TD: Right. So I think that if you’re playing that the series is about responsibility, that allows you to have him get married, ultimately allows you to have him have a baby, because the more responsibilities you pile on the character, his life and the series become more interesting.
It’s a moot point to argue whether youth was more important to the character than power and responsibility. It’s all intertwined, as the young hero has to determine the right course of action, second-guessing himself before, after and during the process. The problem with saying that Spider-Man is about responsibility is that every superhero deals with that theme. It’s not something that distinguishes Peter Parker from Superman, Iron Man or the Hulk. But his relative youth was initially a big deal. It’s why Stan Lee promised on the first page of Amazing Fantasy #15 that Peter Parker were different.
Power and responsibility isn’t much of a conflict if the hero always knows exactly what he should do. Part of the fun of the Spider-Man books is that he hasn’t quite figured that all out yet.

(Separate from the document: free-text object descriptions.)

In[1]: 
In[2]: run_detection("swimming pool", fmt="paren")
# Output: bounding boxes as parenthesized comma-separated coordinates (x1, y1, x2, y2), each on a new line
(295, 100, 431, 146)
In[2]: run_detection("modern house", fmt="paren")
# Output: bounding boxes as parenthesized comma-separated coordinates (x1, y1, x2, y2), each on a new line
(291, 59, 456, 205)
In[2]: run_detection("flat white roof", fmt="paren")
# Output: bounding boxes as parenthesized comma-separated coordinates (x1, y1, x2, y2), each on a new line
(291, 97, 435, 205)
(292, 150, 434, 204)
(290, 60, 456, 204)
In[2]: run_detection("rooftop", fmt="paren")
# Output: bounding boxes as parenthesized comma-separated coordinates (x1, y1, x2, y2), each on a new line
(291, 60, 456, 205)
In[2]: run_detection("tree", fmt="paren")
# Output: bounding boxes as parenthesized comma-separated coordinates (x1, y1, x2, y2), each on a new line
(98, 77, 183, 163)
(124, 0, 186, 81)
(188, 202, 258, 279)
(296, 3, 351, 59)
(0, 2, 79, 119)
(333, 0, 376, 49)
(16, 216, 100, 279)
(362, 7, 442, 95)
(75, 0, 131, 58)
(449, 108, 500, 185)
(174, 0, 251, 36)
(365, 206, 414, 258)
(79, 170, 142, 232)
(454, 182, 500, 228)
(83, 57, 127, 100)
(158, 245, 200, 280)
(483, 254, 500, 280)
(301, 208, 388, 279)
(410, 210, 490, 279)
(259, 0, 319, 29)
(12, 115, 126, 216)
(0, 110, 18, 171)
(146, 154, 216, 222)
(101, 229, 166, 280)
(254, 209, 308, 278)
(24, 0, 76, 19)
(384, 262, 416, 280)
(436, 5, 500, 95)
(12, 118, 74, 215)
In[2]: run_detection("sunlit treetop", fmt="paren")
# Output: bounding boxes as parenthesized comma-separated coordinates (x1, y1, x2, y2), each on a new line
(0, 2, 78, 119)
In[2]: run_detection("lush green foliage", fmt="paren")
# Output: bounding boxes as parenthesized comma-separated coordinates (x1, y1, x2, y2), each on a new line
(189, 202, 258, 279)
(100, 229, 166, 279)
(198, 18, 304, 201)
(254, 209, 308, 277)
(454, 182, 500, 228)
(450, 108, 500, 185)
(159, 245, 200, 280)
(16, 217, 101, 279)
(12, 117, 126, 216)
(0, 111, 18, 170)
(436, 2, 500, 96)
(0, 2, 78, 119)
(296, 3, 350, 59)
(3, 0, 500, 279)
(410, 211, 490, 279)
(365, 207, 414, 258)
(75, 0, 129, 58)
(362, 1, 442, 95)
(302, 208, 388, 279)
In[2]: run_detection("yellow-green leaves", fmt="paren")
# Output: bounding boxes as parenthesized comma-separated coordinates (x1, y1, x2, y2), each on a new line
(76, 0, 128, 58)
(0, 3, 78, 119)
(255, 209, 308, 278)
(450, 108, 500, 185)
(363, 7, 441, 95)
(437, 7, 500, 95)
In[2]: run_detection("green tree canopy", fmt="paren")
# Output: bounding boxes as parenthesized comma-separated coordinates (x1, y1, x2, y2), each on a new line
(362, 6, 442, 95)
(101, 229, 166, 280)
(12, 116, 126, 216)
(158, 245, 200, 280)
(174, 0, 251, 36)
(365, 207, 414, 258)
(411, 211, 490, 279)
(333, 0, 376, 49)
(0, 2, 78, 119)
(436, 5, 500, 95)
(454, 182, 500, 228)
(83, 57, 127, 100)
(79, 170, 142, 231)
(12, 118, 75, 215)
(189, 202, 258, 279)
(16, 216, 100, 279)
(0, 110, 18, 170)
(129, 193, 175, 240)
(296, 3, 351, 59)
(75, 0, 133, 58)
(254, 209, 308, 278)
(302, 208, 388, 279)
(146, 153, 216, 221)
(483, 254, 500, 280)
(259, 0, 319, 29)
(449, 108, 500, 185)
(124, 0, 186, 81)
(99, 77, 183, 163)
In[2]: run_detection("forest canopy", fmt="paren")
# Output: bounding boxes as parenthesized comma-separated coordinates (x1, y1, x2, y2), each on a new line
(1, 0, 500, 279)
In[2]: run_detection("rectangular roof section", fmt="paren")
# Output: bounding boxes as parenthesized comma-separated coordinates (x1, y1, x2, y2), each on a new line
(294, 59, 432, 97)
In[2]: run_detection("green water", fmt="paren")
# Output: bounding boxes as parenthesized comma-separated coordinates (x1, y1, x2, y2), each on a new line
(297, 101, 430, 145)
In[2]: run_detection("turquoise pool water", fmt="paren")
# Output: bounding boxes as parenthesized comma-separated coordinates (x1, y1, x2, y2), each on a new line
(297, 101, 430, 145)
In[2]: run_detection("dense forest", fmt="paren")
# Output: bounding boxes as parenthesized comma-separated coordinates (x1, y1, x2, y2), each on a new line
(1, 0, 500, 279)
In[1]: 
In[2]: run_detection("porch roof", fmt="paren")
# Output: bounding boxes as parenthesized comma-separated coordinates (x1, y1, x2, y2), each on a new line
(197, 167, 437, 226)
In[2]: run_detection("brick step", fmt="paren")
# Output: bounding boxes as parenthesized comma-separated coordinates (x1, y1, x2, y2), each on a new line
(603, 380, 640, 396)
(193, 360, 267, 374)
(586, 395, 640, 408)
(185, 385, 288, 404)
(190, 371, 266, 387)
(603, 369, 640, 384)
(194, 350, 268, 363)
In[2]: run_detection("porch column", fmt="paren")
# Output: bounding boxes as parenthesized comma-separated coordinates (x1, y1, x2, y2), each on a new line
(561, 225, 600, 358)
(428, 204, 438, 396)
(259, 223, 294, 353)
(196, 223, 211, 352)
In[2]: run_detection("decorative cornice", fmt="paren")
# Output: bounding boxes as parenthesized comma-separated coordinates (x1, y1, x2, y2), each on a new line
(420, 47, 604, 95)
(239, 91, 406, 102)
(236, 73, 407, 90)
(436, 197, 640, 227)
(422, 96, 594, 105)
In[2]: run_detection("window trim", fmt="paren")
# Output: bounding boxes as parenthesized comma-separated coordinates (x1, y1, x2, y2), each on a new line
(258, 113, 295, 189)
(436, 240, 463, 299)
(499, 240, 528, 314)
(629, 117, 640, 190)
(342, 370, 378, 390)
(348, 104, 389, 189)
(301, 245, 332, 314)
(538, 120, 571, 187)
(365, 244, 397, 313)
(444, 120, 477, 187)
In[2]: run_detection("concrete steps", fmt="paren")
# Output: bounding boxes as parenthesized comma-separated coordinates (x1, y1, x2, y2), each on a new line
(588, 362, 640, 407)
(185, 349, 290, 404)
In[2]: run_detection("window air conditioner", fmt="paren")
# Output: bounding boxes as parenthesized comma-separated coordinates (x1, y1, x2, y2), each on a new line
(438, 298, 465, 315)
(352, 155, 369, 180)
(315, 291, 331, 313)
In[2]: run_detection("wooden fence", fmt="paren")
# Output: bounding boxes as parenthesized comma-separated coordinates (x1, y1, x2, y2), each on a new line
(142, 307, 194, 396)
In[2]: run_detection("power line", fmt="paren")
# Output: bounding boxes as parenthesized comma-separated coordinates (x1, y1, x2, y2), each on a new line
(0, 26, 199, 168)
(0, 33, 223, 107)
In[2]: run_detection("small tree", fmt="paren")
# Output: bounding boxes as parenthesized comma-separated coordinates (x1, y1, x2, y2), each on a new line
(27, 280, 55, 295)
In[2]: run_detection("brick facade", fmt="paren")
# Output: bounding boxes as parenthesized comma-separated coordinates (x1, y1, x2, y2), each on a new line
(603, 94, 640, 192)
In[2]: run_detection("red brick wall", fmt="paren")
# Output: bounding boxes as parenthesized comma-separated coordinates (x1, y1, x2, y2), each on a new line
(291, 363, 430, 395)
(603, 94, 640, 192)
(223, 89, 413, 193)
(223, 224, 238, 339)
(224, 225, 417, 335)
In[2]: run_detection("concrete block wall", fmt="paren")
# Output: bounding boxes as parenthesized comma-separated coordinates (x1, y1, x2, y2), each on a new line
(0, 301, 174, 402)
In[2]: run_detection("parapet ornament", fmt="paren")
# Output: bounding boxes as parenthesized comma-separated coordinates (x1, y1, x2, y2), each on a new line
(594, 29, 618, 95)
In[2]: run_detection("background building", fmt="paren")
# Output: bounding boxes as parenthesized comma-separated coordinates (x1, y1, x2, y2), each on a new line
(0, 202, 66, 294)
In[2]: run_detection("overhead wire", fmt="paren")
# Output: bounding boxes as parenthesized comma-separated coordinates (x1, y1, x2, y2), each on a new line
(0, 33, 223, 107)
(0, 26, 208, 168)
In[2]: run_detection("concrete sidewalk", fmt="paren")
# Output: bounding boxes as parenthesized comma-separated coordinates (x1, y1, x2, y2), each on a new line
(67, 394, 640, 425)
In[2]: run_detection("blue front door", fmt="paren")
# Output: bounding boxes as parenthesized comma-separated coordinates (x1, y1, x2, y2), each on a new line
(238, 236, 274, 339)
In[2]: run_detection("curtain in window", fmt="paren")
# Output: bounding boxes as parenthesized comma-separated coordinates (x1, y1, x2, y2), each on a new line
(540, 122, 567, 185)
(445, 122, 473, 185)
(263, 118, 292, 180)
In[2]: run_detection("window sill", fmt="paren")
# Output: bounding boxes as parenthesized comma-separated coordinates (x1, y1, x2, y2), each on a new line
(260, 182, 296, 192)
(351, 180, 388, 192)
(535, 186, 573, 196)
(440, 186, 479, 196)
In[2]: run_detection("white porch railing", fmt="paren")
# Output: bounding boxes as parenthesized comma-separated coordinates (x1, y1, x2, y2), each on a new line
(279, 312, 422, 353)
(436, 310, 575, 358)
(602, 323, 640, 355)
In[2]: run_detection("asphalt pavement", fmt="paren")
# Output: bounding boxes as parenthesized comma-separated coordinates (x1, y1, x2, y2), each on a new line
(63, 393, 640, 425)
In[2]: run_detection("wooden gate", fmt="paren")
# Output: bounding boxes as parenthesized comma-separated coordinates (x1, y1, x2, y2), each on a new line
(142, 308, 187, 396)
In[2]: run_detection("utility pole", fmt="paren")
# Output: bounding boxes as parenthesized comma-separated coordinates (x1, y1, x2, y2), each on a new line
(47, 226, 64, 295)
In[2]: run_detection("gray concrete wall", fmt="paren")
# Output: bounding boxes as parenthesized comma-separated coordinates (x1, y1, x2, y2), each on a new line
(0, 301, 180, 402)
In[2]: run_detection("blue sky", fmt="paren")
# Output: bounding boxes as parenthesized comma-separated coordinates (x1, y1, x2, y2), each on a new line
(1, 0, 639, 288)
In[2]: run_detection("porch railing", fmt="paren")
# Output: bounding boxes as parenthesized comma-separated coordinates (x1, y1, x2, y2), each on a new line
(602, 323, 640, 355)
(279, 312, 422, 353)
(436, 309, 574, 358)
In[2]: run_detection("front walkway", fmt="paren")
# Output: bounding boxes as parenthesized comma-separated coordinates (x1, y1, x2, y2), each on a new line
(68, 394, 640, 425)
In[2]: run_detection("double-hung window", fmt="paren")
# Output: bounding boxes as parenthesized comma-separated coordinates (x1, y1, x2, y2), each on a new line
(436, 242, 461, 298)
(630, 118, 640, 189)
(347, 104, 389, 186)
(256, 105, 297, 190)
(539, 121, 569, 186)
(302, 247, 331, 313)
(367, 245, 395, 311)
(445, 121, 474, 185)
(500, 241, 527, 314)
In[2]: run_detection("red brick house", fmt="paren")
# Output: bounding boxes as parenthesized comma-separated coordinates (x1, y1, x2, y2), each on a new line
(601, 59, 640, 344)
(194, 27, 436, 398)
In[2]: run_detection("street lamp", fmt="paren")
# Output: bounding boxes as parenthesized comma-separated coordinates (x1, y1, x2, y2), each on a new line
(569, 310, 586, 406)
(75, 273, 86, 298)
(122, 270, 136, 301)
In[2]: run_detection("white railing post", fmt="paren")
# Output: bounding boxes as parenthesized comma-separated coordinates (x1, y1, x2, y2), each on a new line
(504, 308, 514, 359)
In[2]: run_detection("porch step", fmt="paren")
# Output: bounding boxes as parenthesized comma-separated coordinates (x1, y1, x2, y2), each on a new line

The “Manifesto” was NEVER hard and fast rules. (It even says that at the beginning!) They were just a bunch of notes and ideas that Tom Brevoort wrote up when he was trying to wrap his head around Spider-Man then & now– examining the sum and total of Spidey before he jumped on as Senior Group Editor. And even THEN he knew that Steve Wacker was sitting in the big chair as editor. He really just wrote those up as a way to start up a conversation at the first BND Spider-Summit.
There’s a LOT of things in the Spider-Man Manifesto that a LOT of creators at that summit skewed away from. In that Manifesto, Tom wrote down the idea (which is now infamous on the internet) that Spider-Man wasn’t about “Power and Responsibility”, but was instead mainly about “youth.”
Yet in almost EVERYONE’S first arc of BND, EACH CREATOR hit the Power and Responsibility beat HARD.
Prior to the marriage—which came a few years after Marvel stopped publishing stories of Peter Parker as a student—he was noticeably younger than the likes of Batman, Superman and Captain America. When he got married, a few younger heroes had popped up and one could argue that his status as one of the first silver age Marvel superheroes meant that he could no longer be the young superhero. Meanwhile, it was unique for Spider-Man to be the married lead superhero, especially with Barry Allen disappearing in the Crisis of Infinite Earths. This didn’t quite work as a new way to distinguish the character. None of the new younger heroes (Nova, teen Tony Stark, Darkhawk, etc.) reached the heights or popularity of Spider-Man. And his marriage was no longer special when both Wally West and Clark Kent tied the knot.
When Peter Parker got married, it caused the character to be cut off from many of the social situations and settings that put him at conflict with his family, friends, and especially the girl he was dating. Suddenly, something as simple as the tension he had with Felicia Hardy was completely defused; if Peter ever gave in to temptation or even considered it, he would be, in the eyes of the fans, the lousiest guy in the world. It became harder to place Peter in situations where he could hang out with other single characters, without him seeming like the oldest person in the room, even if he wasn’t. And whatever nerdish sex appeal he possessed, we had to tread very carefully. He became the perpetual “designated driver.” Sure, Peter could hang around with other married folk I bet that would be exciting!
So there were reasons for Quesada and company to restore the things that had made the character unique. Unlike Batman, Superman (pre-Flashpoint), Captain American and Wolverine, Peter Parker could be convincingly portrayed as south of 30. This corresponds with a national trend of people taking longer to figure out what they’re going to do for the rest of their lives. Even if youth is seen as more important than power and responsibility, the latter can remain a major theme in the series.